MARAWI CITY – A dusty teddy bear strewn on the floor, family photos on a wall, and dried underwear on a clothesline are among the few remnants of life in deserted homes here left in ruins by war.

A dog eats the carcass of a cat on a street littered with rubbish where soldiers patrol, while military planes and helicopters continue the relentless bombing of Islamist militants hidden in other homes a kilometer away.

Nearly all of the 200,000 residents here have fled since hundreds of gunmen linked to the Islamic State group went on a rampage on May 23, triggering a conflict that has destroyed entire districts and left the others vulnerable to looting.

Marawi has long been the Islamic cultural and commercial capital of the mainly Catholic Philippines, with a lake and cool mountain air making it a popular summer retreat, but parts now resemble the war-ravaged Syrian city of Aleppo.

Its residents are left in torment in nearby evacuation centers or friends’ homes, waiting for the fighting to end and find out what has become of their homes.

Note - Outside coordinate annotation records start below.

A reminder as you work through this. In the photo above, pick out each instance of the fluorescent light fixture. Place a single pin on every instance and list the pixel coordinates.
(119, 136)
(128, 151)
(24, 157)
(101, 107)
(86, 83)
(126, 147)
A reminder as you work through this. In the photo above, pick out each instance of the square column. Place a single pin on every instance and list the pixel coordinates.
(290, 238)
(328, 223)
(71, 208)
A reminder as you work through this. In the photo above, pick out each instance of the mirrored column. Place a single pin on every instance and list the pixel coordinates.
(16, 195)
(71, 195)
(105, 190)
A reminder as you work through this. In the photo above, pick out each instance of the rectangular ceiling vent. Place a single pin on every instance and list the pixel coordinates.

“Maybe there is nothing left. Our home may have been reduced to ashes. We heard our village was bombed and our house is just made of wood and bamboo,” Rasmia Abdullah, 24, told AFP with watering eyes in a crowded gym close to this city.

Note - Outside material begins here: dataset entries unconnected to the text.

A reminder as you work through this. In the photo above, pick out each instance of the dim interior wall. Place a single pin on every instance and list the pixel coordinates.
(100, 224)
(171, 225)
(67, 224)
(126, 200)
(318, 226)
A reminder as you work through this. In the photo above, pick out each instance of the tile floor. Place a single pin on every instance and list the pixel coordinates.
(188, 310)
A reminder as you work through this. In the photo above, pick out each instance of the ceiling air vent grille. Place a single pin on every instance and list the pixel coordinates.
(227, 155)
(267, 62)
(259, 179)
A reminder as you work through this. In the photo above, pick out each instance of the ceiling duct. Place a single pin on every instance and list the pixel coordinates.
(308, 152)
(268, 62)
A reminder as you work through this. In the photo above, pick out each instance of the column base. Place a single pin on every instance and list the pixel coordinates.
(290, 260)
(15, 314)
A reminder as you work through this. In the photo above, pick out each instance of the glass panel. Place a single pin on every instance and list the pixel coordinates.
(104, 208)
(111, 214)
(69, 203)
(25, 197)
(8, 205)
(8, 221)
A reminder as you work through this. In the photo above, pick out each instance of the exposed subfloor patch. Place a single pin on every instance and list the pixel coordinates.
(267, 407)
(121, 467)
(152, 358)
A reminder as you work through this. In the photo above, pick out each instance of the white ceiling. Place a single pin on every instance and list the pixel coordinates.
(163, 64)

“It’s very painful because we were already rebuilding our house after a fire when the war broke out. Now we really have nothing.”

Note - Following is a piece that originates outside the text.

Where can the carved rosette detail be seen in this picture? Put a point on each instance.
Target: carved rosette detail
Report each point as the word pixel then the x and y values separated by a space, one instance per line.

The war has also ended all types of business here – a city renowned for its traders – and locals fear looting has stripped well-off homes that were known to keep vaults of cash, jewelry, and heirlooms.

But the impact is hardest on poor residents such as Abdullah, a mother-of-three and a banana and rice cake vendor, who fled Marawi with only the clothes on her back and leaving her wares to rot.

“If I could only save the machine I used to make rice cakes, I would do that to make a living. It pains me that the city I grew up in, all I worked for was gone and I don’t know how to bring it back,” she said.

In the schools and gymnasiums being used as evacuation centers, residents’ trauma is compounded by not knowing what has happened to their homes.

Vegetable farmer Amerodin Esmayatin, 35, said his cousins had told him that his house was first looted and later on bombed. “We were already fleeing for our lives and yet people still took the little we had,” Esmayatin told AFP in a displacement camp where he and his family of five were staying.